When it is apparent that the question of representation of workers’ by the trade union as an ‘operational creditor’ under the IBC evaded the attention of the legislature, courts are obliged to fill the void, in the absence of suitable amendments. The Supreme Court has thus rightly followed the rationale of the Division Bench of the Bombay High Court in Sanjay Sadanand Varrier v. Power Horse India Pvt. Ltd. wherein a trade union was held to be competent to present a winding up petition under Section 439 of the Companies Act, 1956. Significantly, the Supreme Court also observed that Rule 6 coupled with Form 5 of the Insolvency and Bankruptcy (Application to Adjudicating Authority) Rules, 2016 allowed a single worker to file a joint application for initiating CIRP on behalf of several workmen upon authorization by the others.

 

Denying the right to a trade union to initiate a CIRP as an ‘operational creditor’ would be contrary to the demands of justice as separate petitions can often be onerous for individual workers in light of the various costs associated with the insolvency resolution process. A trade union, on the other hand, offers the prospect of pooling of collective resources of all workers. Furthermore, courts must embrace a purposive interpretation of the IBC where a strict literal interpretation leads to an absurd conclusion in that individual workmen are allowed to apply for initiating the CIRP for recovering their employment dues while a trade union is prevented from doing so in the collective interest of workers.
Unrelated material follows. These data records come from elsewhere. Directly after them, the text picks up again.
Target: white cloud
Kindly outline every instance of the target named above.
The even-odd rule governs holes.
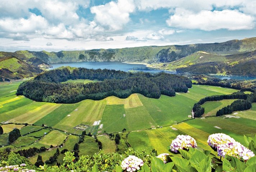
[[[48,26],[48,22],[41,16],[31,14],[27,19],[21,18],[0,19],[0,29],[8,33],[32,33],[44,29]]]
[[[172,35],[175,33],[175,30],[173,29],[163,29],[158,31],[158,33],[163,35]]]
[[[119,0],[117,2],[111,1],[104,5],[94,6],[91,8],[91,12],[95,14],[95,20],[110,30],[121,29],[130,19],[129,14],[135,9],[132,0]]]
[[[145,39],[139,39],[138,38],[134,36],[126,36],[125,40],[127,41],[147,41],[147,40]]]
[[[145,39],[151,40],[161,40],[164,39],[164,37],[158,33],[153,32],[148,34]]]
[[[198,13],[176,9],[166,20],[171,27],[211,31],[226,29],[234,30],[251,29],[255,26],[254,19],[237,10],[221,11],[202,10]]]

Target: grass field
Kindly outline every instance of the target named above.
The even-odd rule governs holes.
[[[16,147],[26,146],[33,143],[38,138],[33,137],[23,136],[19,137],[12,145]]]
[[[216,116],[217,112],[221,108],[230,105],[236,99],[223,100],[218,101],[207,102],[202,105],[205,108],[203,117]]]
[[[0,135],[0,145],[5,146],[8,144],[8,134]],[[1,146],[0,146],[0,147]]]
[[[42,127],[39,126],[27,126],[23,127],[20,130],[20,134],[22,135],[24,135],[34,131],[38,130]]]
[[[33,136],[37,138],[41,137],[45,135],[45,133],[47,133],[50,131],[50,130],[48,129],[42,129],[40,131],[29,134],[26,136]]]
[[[116,148],[115,141],[111,140],[106,134],[102,134],[97,137],[98,139],[102,143],[102,150],[104,153],[115,152]]]
[[[85,81],[76,81],[75,82]],[[68,82],[75,82],[70,80]],[[206,96],[214,95],[229,94],[238,90],[207,85],[193,85],[187,93],[177,93],[175,97],[161,95],[158,99],[149,98],[139,94],[134,94],[126,99],[120,99],[111,96],[100,100],[86,100],[73,104],[56,104],[46,102],[35,102],[24,97],[16,96],[15,90],[21,82],[0,83],[0,122],[34,124],[38,126],[17,125],[15,124],[2,125],[5,133],[9,133],[14,128],[21,128],[22,134],[42,128],[43,124],[70,133],[81,134],[81,130],[76,131],[74,127],[79,124],[89,126],[87,132],[93,134],[102,134],[104,131],[108,133],[120,132],[125,128],[131,132],[126,140],[128,132],[120,133],[122,139],[118,147],[124,151],[127,146],[127,141],[136,150],[146,149],[150,152],[152,149],[157,150],[159,154],[168,152],[172,140],[178,134],[188,134],[195,138],[198,147],[203,149],[211,150],[207,145],[209,135],[223,132],[234,137],[243,144],[243,134],[252,136],[256,133],[256,103],[253,104],[251,109],[236,112],[234,114],[240,117],[223,119],[223,117],[210,117],[205,119],[197,119],[181,122],[189,119],[188,115],[195,103]],[[229,104],[234,100],[207,102],[203,105],[206,114],[213,115],[216,110]],[[92,126],[95,121],[101,120],[102,129],[99,125]],[[177,125],[175,124],[179,123]],[[172,125],[178,130],[172,129]],[[214,128],[217,126],[221,129]],[[163,126],[162,128],[146,129]],[[64,148],[73,150],[74,146],[78,141],[77,136],[67,134],[54,130],[44,136],[48,129],[31,133],[20,137],[13,143],[17,147],[12,147],[13,150],[27,149],[30,147],[45,146],[49,148],[60,145],[61,151]],[[0,136],[0,144],[6,145],[8,134]],[[30,136],[30,137],[29,137]],[[32,143],[39,139],[33,136],[44,136],[42,139]],[[65,142],[64,141],[67,138]],[[98,136],[103,144],[105,152],[115,151],[116,148],[114,141],[107,136]],[[79,145],[79,154],[93,154],[97,152],[99,146],[95,139],[86,136],[84,141]],[[49,159],[56,152],[56,149],[40,154],[44,161]],[[61,162],[63,155],[60,155],[58,161]],[[36,161],[37,155],[29,159],[32,162]]]
[[[13,130],[14,128],[19,129],[24,125],[17,125],[14,124],[9,124],[1,126],[4,130],[4,133],[7,133]]]
[[[79,144],[79,155],[93,155],[99,152],[99,145],[95,139],[86,136],[83,142]]]
[[[41,125],[44,124],[45,126],[49,127],[53,127],[67,115],[74,111],[79,104],[80,103],[61,104],[37,121],[35,124]]]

The judiciary in India has also traditionally not hesitated from interpreting labour laws as welfare legislations and there is no concrete reason as to why the question of representation of workmen by a trade union in pursuance of the provisions of the Trade Unions Act, 1926 should be an exception under the framework of the IBC. The operation of the IBC in India is a work in progress and the judiciary must step in to fill in the gaps in the law that have been overlooked by the legislature.